Being big, then, is to be unavoidable, to underscore clout, and to be seen by many.  The Maya evidence shows why some of this holds true, but why scale could have other motivations. There is little doubt that the large size of the stucco glyphs on the Temple of the Inscriptions, Tikal, has much to do with ensuring legibility from far below (Tikal Temple VI). Dimensions are about 85 cm across (Martin 2015:2). This also applies, probably, to the abysmally published glyphs of Early Classic date on the roof comb of Structure A-2 at Río Azul, Guatemala (Adams 1999:fig. 3-19; Figure 5). Other glyphs of large size must have had alternative motivations. Río Azul is also known for the large directional witz or “hill” glyphs that adorn the walls of now-decayed tombs (their erosion is one of the scandals of Maya archaeology; Figure 6).
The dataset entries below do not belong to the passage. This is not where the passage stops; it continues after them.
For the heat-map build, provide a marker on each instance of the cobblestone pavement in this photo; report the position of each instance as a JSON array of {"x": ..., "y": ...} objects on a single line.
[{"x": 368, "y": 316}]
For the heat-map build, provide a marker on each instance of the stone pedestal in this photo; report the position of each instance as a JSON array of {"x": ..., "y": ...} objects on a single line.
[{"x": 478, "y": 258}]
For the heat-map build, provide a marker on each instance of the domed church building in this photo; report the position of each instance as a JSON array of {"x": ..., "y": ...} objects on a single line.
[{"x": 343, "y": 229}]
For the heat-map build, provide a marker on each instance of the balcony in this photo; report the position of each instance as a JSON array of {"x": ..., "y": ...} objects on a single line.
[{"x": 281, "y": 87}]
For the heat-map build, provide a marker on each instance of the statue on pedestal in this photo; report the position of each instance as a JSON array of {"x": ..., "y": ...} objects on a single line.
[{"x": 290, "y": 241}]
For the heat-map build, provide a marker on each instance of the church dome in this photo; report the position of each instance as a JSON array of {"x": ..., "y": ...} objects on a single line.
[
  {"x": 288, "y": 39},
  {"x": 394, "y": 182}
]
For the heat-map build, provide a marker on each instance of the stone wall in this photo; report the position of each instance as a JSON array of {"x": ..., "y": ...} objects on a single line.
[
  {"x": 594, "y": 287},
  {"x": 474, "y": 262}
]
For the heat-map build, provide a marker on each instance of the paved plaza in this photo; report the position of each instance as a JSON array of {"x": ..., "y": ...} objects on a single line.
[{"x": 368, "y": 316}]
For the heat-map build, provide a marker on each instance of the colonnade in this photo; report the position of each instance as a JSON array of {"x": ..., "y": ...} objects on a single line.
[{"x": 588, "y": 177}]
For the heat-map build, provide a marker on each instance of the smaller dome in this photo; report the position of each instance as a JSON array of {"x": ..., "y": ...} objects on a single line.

Then there are the inexplicably large glyphs on the sides of Yaxha Stela 3–their exact dimensions are unavailable to me now, but, if memory serves, they measure well in excess of 40 cm high (Figure 7). The real Maya champions, however, are not those on Tikal Temple VI, but the “giant ajaw” glyphs and “giant ajaw” altars that concentrate at sites like Caracol, Belize (e.g., Altar 6, Figure 8, Beetz and Satterthwaite 1981:84, fig. 21b). None of these signs ever exceed human height, evidently an operative limit. For those that stand alone, there may have been an existential property at play.  The glyphs are almost figural, glyphic but atextual. Their size reflects a mindset in which practical reasons for large scale–visibility, assertion, intrusion–gave way to signs made big because they existed as places and people.

Acknowledgments

My thanks go to Steve Chrisomalis, Simon Martin, and Felipe Rojas for their thoughts on Bigness.

SOURCES CITED: 

Adams, Richard E. W. 1999. Río Azul: An Ancient Maya City. Norman: University of Oklahoma Press.

Beetz, Carl P., and Linton Satterthwaite, Jr. 1981. The Monuments and Inscriptions of Caracol, Belize. University Museum Monograph 45. Philadelphia: University Museum, University of Pennsylvania.

Martin, Simon. 2015. The Dedication of Tikal Temple VI: A Revised Chronology. The PARI Journal 15(3):1-10.